The United States-Israel Advanced Research Partnership Act of 2016 (H.R. 5877) and the United States-Israel Cybersecurity Cooperation Enhancement Act of 2016 (H.R. 5843) both passed unanimously out of the House and now await action in the Senate.
“Israel is a vital strategic partner, and I’m pleased to be working closely with Rep. Langevin to preserve and strengthen this important bond through joint cybersecurity efforts. Cybersecurity is national security, and enhancing joint research and development efforts between the United States and Israel will improve our countries’ ability to deter malicious cyber actors,” said Ratcliffe, who chairs the House Homeland Security Subcommittee on Cybersecurity, Infrastructure Protection and Security Technologies.
“I’m glad the House passed these bills to amplify the work already being done to tackle the growing cyber threats we both face, and I’m hopeful this legislation will serve as a solid foundation for a sustained cybersecurity partnership as we look to address new and evolving cyber issues moving forward.”

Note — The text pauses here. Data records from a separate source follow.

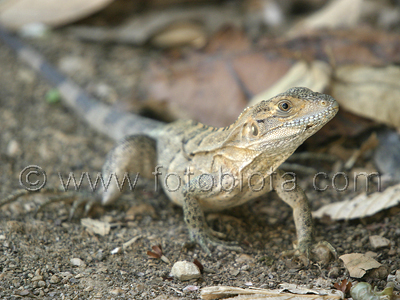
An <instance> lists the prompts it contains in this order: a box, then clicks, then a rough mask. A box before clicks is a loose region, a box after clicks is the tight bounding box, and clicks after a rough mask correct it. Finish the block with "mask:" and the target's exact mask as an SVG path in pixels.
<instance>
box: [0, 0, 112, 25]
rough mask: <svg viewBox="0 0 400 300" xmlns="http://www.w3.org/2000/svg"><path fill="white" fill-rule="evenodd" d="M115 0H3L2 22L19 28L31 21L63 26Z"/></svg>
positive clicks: (72, 21)
mask: <svg viewBox="0 0 400 300" xmlns="http://www.w3.org/2000/svg"><path fill="white" fill-rule="evenodd" d="M112 1H113V0H87V1H80V0H68V1H58V0H18V1H10V0H9V1H6V2H5V3H3V2H4V1H2V3H1V4H2V6H0V23H2V24H3V25H4V26H6V27H8V28H10V29H14V30H18V29H20V28H21V27H22V26H23V25H25V24H29V23H44V24H46V25H49V26H61V25H65V24H68V23H71V22H73V21H76V20H79V19H81V18H83V17H85V16H88V15H90V14H93V13H94V12H96V11H99V10H100V9H102V8H104V7H106V6H107V5H109V4H110V3H111V2H112Z"/></svg>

“My trip to Israel with Congressman Ratcliffe was an illuminating experience, and reinforced my belief that our countries have much to learn from one another when it comes to cybersecurity,” said Langevin, co-founder and co-chair of the Congressional Cybersecurity Caucus.
“This belief has only been reinforced in the intervening months as we saw cyber-attacks that targeted the very foundation of our nation, our electoral system. Nations share many cybersecurity problems with the private sector, but they do have distinct national security challenges in cyberspace that they must address. Our legislation will further strengthen the U.S.-Israel relationship and drive innovative, collaborative thinking about homeland security priorities. I am so pleased that my colleagues in the House recognize that cybersecurity is the security challenge of our time, and I urge the Senate to act without delay.”
The United States-Israel Advanced Research Partnership Act expands a successful binational research and development program at the Homeland Security Advanced Research Projects Agency to include cybersecurity technologies. This collaboration between DHS and the Israeli Ministry of Public Security helps new products through the “valley of death” between basic and early-phase applied research and successful commercialization, and will help both countries develop solutions to the unique security problems found in the cyber domain.
The United States-Israel Cybersecurity Cooperation Enhancement Act will create a cybersecurity grant program for joint research and development ventures between Israeli and American entities. The Secretary of Homeland Security will determine research requirements with help from an advisory board made up of members from successful U.S.-Israeli partnerships, such as the United States-Israel Binational Science Foundation and the United States-Israel Binational Industrial Research and Development Foundation.